Effect size showdown: which correlates stronger?
Parental income and school grades or being unvaccinated and dying from COVID?
Physics is great because its laws are so strong and universal that you can actually use them to recreate the world. If you use physics, you can design a building that is going to actually be 100% like you design it to be and keep standing after hundreds of years. You can land on the Moon. If you understand gravity and some other forces, you can’t just predict how much concrete your construction needs or how much fuel your rocket needs – you will be able to say it exactly.

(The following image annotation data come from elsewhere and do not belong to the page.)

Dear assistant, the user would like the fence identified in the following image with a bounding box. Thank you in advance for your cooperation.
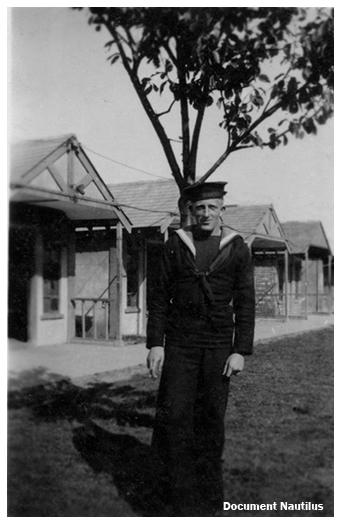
[256,293,333,318]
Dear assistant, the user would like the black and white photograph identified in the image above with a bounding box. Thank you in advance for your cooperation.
[4,3,334,518]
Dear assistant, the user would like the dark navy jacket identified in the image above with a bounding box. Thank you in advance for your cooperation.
[147,228,255,355]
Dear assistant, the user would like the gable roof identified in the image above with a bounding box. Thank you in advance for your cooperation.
[222,205,270,237]
[10,135,131,231]
[282,220,331,253]
[10,134,74,182]
[109,180,282,241]
[108,180,180,227]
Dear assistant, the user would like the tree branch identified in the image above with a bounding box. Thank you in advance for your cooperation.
[177,43,190,182]
[102,17,185,189]
[198,102,282,184]
[156,98,177,118]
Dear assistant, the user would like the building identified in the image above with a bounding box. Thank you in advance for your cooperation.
[76,180,289,338]
[8,142,332,345]
[8,135,131,345]
[282,221,334,316]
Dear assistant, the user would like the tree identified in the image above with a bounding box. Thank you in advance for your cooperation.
[76,7,333,190]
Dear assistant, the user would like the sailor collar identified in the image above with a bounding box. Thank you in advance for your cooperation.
[175,226,240,257]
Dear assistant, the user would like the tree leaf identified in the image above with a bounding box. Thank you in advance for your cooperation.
[258,74,270,83]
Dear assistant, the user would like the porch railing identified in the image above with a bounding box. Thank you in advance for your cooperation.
[73,297,110,340]
[256,292,333,318]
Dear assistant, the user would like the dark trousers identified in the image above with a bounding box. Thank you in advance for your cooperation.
[152,346,230,516]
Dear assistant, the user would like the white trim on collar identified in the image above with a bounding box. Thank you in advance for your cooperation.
[219,231,240,249]
[175,229,196,257]
[175,229,239,257]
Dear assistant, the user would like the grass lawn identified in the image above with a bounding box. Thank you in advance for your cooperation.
[8,328,333,517]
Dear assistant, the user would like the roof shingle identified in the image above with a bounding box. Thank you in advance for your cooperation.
[282,220,330,253]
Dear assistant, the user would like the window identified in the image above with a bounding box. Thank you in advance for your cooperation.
[43,241,61,313]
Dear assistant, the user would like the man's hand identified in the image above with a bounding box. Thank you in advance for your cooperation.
[223,353,244,377]
[147,346,165,378]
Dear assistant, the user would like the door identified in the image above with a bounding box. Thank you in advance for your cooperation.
[8,225,34,342]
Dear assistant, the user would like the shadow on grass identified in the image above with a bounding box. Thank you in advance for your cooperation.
[73,422,170,517]
[8,376,169,516]
[8,379,156,428]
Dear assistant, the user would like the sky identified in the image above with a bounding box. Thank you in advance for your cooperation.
[8,7,333,245]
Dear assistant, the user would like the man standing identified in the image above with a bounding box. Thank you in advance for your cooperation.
[147,182,255,516]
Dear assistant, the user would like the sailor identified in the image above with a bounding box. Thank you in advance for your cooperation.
[147,182,255,516]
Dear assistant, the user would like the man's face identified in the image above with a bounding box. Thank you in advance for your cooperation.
[191,198,223,231]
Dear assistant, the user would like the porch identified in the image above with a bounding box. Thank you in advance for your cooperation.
[8,315,334,388]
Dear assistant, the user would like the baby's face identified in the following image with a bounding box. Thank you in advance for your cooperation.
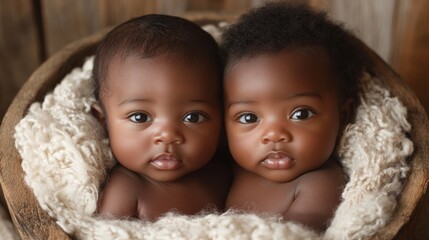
[225,49,348,182]
[101,54,222,181]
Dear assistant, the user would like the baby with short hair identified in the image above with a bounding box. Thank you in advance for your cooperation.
[93,14,230,221]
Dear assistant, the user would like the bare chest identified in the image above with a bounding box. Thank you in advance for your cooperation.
[226,176,296,214]
[136,178,220,220]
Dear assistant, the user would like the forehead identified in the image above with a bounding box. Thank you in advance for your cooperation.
[225,47,339,99]
[102,56,220,104]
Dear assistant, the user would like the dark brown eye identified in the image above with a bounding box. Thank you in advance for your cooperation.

This is not quite the case for humans who are governed by much less deterministic laws than houses and rockets. Simply put, psychology and related sciences can’t deliver big enough effect sizes. Frank Schmidt et al put the correlation between intelligence and work performance at 0.65. This is an insanely huge effect size – in fact, the largest simple univariate correlation in psychology I can immediately think of – which they arrive at after correcting for various biases. 0.65 is huge as far as a psychology effect size goes, but it’s not exactly house building or moon landing level. Converted to a standardized mean difference, it is d=1.71, which is about the same as the height difference between men and women. You know men are taller than women but you also know that there is quite a bit of overlap, and you can think about the size of this difference: this is about how sure you can be that the smarter person will turn out to be the better employee. Not great, not terrible.

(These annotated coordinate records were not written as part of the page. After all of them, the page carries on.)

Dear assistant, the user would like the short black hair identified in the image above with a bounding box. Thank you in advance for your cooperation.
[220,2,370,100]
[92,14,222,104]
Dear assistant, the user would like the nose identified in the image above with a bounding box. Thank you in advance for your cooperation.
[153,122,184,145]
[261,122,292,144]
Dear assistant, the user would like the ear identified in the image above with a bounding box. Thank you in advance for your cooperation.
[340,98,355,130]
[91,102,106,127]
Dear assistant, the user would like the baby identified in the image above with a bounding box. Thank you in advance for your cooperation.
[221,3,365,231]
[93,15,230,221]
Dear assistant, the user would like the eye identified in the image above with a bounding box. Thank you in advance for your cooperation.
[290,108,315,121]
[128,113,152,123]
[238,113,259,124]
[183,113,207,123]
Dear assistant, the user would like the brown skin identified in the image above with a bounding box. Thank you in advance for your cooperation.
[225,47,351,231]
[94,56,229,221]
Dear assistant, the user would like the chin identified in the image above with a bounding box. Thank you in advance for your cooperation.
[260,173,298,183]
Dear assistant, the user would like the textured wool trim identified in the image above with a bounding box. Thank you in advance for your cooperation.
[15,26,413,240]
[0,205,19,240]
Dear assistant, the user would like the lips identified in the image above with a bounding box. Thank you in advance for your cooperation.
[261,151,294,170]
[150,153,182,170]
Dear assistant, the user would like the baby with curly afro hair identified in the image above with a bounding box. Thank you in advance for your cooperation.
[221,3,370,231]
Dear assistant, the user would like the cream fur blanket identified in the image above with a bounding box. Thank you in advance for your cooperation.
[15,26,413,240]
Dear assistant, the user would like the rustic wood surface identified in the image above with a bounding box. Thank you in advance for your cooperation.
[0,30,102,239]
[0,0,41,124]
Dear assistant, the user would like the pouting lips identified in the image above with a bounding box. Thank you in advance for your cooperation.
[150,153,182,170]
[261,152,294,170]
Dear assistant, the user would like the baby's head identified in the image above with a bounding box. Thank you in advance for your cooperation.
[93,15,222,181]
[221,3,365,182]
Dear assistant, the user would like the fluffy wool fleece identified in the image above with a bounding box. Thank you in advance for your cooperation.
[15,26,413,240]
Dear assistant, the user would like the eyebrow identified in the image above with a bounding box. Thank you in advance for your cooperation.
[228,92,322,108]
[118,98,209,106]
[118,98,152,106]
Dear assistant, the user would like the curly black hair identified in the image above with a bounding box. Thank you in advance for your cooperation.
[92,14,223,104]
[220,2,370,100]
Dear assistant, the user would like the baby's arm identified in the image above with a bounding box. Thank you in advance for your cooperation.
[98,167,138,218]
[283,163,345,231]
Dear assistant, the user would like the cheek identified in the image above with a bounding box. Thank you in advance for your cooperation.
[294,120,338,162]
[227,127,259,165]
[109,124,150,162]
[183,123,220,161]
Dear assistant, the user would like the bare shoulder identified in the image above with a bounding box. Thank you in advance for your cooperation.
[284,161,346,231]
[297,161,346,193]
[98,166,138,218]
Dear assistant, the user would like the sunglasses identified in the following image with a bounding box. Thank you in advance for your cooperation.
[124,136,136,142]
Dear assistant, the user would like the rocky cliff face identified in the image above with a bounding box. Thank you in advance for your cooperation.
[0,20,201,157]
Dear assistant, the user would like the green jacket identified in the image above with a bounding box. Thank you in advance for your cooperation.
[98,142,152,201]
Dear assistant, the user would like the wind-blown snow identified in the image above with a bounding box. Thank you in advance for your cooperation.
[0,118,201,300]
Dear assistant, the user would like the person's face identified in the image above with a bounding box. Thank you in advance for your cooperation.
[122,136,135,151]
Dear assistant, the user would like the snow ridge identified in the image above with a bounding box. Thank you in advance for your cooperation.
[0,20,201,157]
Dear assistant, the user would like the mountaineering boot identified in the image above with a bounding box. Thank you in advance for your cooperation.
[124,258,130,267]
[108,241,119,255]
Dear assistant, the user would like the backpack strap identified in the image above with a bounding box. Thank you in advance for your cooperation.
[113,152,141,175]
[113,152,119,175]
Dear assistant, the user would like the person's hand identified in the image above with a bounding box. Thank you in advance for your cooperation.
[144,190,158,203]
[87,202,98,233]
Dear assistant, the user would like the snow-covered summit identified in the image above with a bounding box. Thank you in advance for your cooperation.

And this is the best correlation! Psychologists have been long disappointed by how low their effect sizes are. This paper by Funder and Ozer is a great summary of the topic. The authors revisit complaints about how bad it is that personality measures can predict behavior at only r~0.4 (sometimes they do better, see e.g. this study of how well personality can be predicted from Facebook likes.) Even 0.4 is great though. In psychology, the mean effect size is about 0.2.
. If you want to get the effect sizes in Cohen’s d – standardized mean differences – in this range you have to multiply these numbers by about 2. Compare this to the much-repeated standard of Cohen himself that 0.5 is a medium effect size and 0.8 is a large one. There are hardly any effects of this size in psychology.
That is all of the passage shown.